Take a look at the following funding opportunities:
Substance Abuse and Mental Health Services Administration (SAMHSA)
SAMHSA has issued a request for applications from community-based projects that provide integrated medical and behavioral services to adults with serious mental illness (SMI), who may have co-occurring substance use disorders or be at risk for co-morbid primary care conditions and chronic diseases. The program is intended to “improve the health of individuals with SMI, enhance the consumer experience of care, and reduce the per capita cost of care.”
For more information about PBHCI and SAMHSA see: http://www.integration.samhsa.gov/about-us/pbhci
The (AHRQ) Health IT Portfolio has a public Web (http://healthit.ahrq.gov/) that offers more than 10,000 documents, presentations, articles, and tools to health information technology (IT) researchers, implementers, and policymakers. The National Resource Center of Health IT (NRC) Web site offers over 20 tools and resources to support health IT research and evaluation. The Health IT Literacy Guide has been available through the NRC since 2007.
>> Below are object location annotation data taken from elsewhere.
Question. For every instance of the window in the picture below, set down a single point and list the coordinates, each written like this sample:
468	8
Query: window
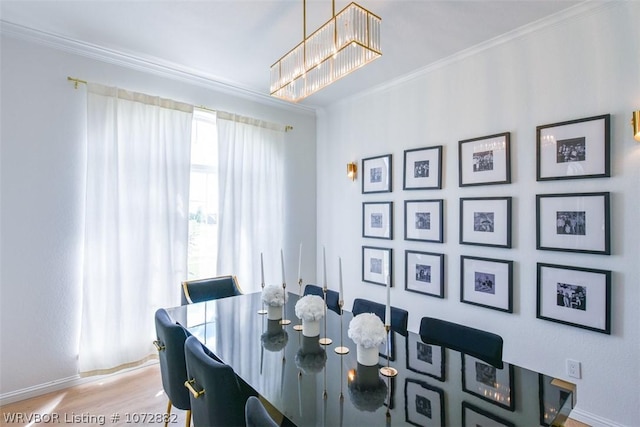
203	197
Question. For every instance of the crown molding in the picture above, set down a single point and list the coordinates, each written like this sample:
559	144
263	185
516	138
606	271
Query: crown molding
148	65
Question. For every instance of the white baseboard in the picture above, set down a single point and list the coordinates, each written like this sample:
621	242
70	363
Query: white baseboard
592	419
51	386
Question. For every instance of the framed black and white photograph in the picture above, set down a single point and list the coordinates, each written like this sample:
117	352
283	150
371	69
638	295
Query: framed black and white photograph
377	174
487	283
484	160
423	168
574	296
573	149
486	221
552	399
489	383
425	359
377	220
424	404
423	220
472	416
376	265
576	222
424	273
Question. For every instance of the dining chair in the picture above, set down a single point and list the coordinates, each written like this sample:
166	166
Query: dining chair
217	397
256	414
399	316
210	288
170	345
484	345
333	297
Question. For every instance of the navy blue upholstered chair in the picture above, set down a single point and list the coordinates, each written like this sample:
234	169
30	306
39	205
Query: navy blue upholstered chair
484	345
170	345
332	296
217	397
399	317
208	289
257	415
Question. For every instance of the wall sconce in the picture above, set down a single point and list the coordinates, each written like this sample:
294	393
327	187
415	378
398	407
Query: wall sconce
352	170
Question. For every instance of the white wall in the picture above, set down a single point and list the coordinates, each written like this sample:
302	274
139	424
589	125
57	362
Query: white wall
585	65
42	182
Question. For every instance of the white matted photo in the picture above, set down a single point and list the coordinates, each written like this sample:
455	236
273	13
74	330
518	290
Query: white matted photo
573	222
424	273
575	296
424	404
573	149
484	160
423	220
486	282
423	168
376	265
486	221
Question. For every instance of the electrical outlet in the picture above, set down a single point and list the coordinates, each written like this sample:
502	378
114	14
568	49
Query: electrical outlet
573	369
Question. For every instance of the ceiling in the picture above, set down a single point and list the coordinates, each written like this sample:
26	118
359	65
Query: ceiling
236	41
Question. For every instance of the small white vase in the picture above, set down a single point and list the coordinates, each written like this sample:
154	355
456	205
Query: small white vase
367	356
274	312
310	328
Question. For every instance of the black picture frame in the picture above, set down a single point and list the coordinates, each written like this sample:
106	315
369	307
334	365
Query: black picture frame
473	416
487	282
376	265
489	383
427	401
423	168
485	221
485	160
424	358
377	220
574	296
377	174
424	220
424	273
574	222
574	149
More recently, AHRQ contracted with the Research Triangle Institute (RTI International) to evaluate this report. The report notes:
- health literacy remains a significant challenge;
- health information is increasingly accessed through health IT; and
- an important aim is usable health IT for individuals with limited literacy.
The evaluation report summarized findings and presents recommendations based on an environmental scan, expert interviews, and focus groups conducted with the intended developers and purchasers of health IT, who are the intended audience of the Health IT Literacy Guide.
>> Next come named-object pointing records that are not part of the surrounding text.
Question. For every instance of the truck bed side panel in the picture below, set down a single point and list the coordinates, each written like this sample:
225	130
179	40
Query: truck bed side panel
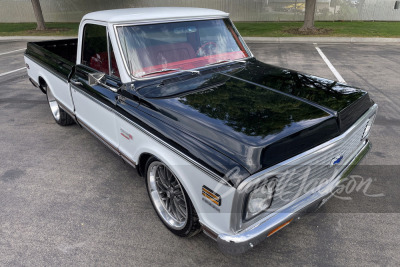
52	68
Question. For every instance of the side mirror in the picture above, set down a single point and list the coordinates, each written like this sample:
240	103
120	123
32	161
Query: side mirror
97	78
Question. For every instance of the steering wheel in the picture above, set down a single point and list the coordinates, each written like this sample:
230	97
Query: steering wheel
207	49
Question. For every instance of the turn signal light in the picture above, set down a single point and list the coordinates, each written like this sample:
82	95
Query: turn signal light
279	227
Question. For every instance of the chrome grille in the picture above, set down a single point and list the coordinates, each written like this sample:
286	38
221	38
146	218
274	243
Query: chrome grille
305	174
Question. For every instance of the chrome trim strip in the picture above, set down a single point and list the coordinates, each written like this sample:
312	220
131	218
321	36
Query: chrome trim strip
245	240
173	149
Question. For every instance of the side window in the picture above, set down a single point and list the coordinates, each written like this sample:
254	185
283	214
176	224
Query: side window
94	51
113	66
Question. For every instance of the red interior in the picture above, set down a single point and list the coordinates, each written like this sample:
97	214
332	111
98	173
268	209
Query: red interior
192	63
166	56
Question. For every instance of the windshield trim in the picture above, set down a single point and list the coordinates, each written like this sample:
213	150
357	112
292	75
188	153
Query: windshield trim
134	78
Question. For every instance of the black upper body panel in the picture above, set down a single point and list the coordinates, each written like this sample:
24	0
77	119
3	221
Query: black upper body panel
256	114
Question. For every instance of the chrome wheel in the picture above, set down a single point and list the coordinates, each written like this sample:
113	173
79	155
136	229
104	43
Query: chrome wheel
55	109
167	195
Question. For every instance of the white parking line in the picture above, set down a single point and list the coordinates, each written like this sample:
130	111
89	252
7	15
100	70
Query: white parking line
9	52
9	72
331	67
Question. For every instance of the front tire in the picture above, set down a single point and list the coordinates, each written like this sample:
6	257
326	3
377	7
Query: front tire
170	200
60	116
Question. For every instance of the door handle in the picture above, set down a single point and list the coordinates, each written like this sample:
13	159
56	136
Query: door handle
75	82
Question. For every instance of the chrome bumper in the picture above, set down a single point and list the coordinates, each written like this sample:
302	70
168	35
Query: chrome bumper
243	241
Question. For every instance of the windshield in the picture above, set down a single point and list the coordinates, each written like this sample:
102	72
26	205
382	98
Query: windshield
157	49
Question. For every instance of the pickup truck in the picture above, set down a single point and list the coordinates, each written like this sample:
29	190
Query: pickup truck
227	145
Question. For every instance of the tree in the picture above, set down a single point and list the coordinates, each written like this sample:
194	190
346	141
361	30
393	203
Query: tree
309	16
39	15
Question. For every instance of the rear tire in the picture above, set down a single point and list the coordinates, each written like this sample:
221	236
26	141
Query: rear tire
170	200
60	116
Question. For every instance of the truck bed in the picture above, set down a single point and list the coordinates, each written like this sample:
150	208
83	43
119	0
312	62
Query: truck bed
57	56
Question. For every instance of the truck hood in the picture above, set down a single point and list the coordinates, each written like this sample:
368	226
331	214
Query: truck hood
256	114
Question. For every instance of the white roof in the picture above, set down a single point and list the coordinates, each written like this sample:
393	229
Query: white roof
152	14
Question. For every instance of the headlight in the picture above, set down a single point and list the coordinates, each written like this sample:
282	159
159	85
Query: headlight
260	199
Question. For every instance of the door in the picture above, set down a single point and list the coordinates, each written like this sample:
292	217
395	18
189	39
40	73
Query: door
94	85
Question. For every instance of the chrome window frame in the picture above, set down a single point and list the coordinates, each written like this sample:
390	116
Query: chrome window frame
238	205
250	55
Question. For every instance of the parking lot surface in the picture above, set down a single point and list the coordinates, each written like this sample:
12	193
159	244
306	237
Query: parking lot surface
66	199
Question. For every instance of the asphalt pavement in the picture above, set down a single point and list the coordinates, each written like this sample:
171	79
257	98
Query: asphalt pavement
67	200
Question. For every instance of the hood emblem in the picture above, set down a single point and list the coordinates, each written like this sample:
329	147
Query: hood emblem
336	160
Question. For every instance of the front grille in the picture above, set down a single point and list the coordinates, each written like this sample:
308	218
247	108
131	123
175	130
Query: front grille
306	174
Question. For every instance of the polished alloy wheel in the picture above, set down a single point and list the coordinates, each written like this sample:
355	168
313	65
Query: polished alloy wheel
55	109
167	195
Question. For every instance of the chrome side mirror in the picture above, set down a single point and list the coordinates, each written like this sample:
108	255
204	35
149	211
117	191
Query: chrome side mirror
97	78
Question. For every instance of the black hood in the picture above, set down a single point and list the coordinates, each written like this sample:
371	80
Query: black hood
256	114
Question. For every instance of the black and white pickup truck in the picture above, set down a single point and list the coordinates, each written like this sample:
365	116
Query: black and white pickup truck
227	144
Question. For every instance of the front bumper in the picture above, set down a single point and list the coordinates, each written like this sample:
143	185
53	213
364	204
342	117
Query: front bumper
247	239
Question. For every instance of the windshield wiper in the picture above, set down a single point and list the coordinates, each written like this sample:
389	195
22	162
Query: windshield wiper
226	60
167	70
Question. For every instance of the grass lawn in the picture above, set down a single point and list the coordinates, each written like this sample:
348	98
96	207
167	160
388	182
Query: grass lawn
261	29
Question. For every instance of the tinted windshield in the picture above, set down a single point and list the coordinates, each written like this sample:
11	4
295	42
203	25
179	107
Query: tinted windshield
157	49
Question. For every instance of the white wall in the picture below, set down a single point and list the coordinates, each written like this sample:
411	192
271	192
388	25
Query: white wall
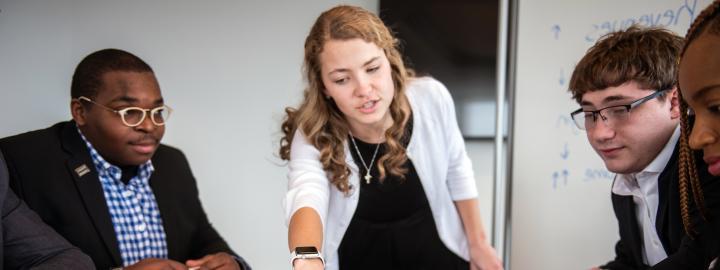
228	68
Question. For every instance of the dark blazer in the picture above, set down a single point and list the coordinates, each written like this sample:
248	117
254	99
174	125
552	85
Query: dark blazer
27	242
44	171
668	222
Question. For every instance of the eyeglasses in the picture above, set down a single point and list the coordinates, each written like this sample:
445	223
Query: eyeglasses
134	116
611	115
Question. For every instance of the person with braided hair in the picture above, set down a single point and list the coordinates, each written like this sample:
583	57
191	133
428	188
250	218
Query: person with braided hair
699	83
626	86
378	176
The four chapters of the report include:
- Chapter 1: Background, context, and identification of the research questions;
- Chapter 2: Summary of approach used in the evaluation;
- Chapter 3: Summary of findings; and
- Chapter 4: Recommendations based on research findings.
Key findings of the evaluation are:
- developers and purchasers were largely unaware of the Guide;
- developers and purchasers had limited agreement on definitions of health literacy or the role of health IT in supporting individuals with low literacy;
- information in the Guide appeared to be outdated;
- experts and focus group participants were highly interested in the “checklist intended to help purchasers and developers identify best practices when purchasing or designing systems that support patients”; and
- the Guide could be useful during system development or product evaluation if it was used at appropriate points during product testing or system selection.